Seorang wanita bercadar hitam. Ia berumur 17 tahun. Hidupnya  merasa sendiri. Dia bernama Nisa, ia menginginkan keluarganya kembali dan orang disekelilingnya menerima dia apa adanya. Di sisi lain, ia selalu mendapatkan masalah setiap waktu. Tetapi ia selalu bersabar untuk menghadapinya.
            Di suatu saat, siang yang sangat cerah. Ia sedang bersedih, ia selalu pergi ke taman untuk menenangkan hatinya yang sedang gundah. Taman itu tidak jauh dari rumahnya, dan ia sangat terhibur adanya kupu-kupu dan bunga-bunga yang indah itu. Suasananya sangat sejuk dan damai. ia termenung duduk dikursi bertempat dibawah pohon yang sejuk. Tiba-tiba terdengar suara telapak kaki seseorang dari arah barat, sepertinya orang itu akan menemuinya.

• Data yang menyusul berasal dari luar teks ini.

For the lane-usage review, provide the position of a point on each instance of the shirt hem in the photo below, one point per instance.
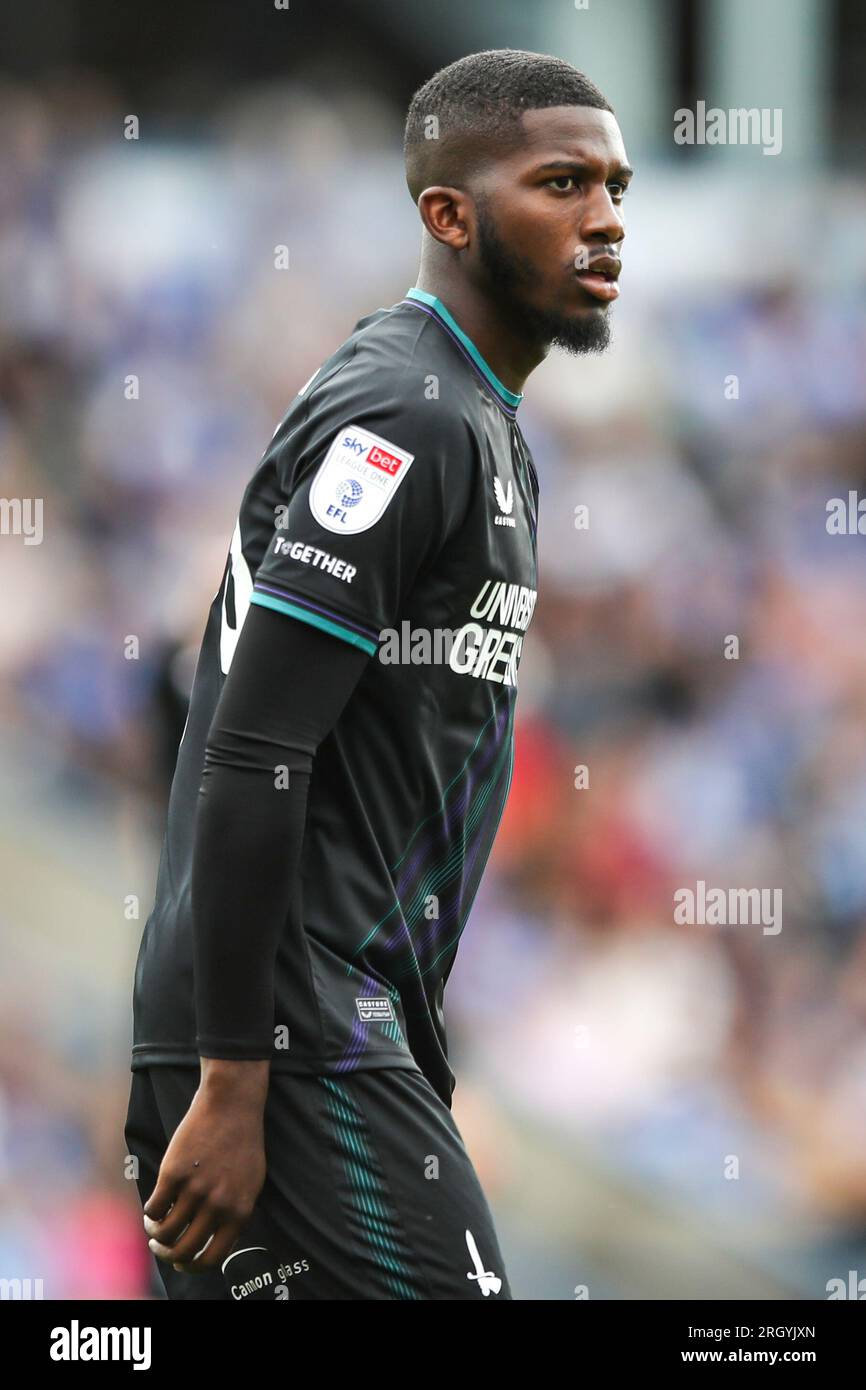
(171, 1054)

“Assalamu’alaikum ukhti…” Orang misterius itu menghampirinya dan memberinya salam.
“Wa’alaikumsalam...” Jawabnya dengan singkat.
“Bolehkah saya berkenalan dengan kamu?” bertanya secara serius.
“Hmmm.. Siapa kamu?” Nisa merasa ketakutan.
“Jangan takut. Aku ikhwan baik-baik, aku Rizal. Salam kenal.”
“Oh Rizal, aku Nisa. Salam kenal juga.”
Tak lama kemudian, Rizal memulai percakapan yang kedua.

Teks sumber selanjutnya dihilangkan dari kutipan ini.